What are Claude Code and GitHub Copilot?
Both Claude Code and GitHub Copilot are AI coding assistants, but their architectures and intended workflows differ in ways that matter for how your team writes, reviews, and ships code.
What is Claude Code?
Claude Code is Anthropic's terminal-based agentic coding tool. It operates outside the IDE, runs in the command line, and reasons across full codebases. Claude Code is an AI-powered coding assistant that helps you build features, fix bugs, and automate development tasks, and it understands your entire codebase and can work across multiple files and tools to get things done.
The word "agentic" is the key distinction. Rather than suggesting a single line of code, Claude Code plans and executes sequences of actions: file creation, multi-file refactoring, test execution, and git operations. Think of it as a junior engineer you delegate tasks to, not a pair programmer whispering suggestions. Claude Code is an agentic command line tool from Anthropic that enables developers to delegate coding tasks directly from their terminal.
Claude Code supports the Model Context Protocol (MCP), an open protocol that lets AI tools connect to databases, APIs, documentation, and custom tooling during a session. Anthropic continues to evolve Claude Code with features that support more autonomous operation (for example, checkpoints for autonomous operation).
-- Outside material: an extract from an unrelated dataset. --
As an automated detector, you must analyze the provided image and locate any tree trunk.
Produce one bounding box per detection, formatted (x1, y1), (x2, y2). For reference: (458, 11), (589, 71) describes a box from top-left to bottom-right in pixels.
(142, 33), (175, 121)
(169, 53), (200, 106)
Model availability varies by plan and configuration.
What is GitHub Copilot?
GitHub Copilot is GitHub's AI coding assistant embedded directly into IDEs like VS Code, JetBrains, Neovim, and Xcode. It delivers real-time code suggestions, inline completions, and chat-based assistance without leaving the editor. GitHub Copilot provides contextualized assistance throughout the software development lifecycle, from inline suggestions and chat assistance in the IDE to code explanations and answers to docs in GitHub and more.
What sets Copilot apart is its deep integration with the GitHub ecosystem: pull requests, code reviews, Issues, and GitHub Actions all connect natively. GitHub has also introduced multi-model support, making Anthropic Claude, Google Gemini, and OpenAI models generally available through a premium request system. Copilot also has an expanding "agent mode" for multi-step tasks and a coding agent that works autonomously within GitHub Actions.
The key difference: Copilot is designed to reduce friction for in-flow coding, keeping you inside your editor at all times.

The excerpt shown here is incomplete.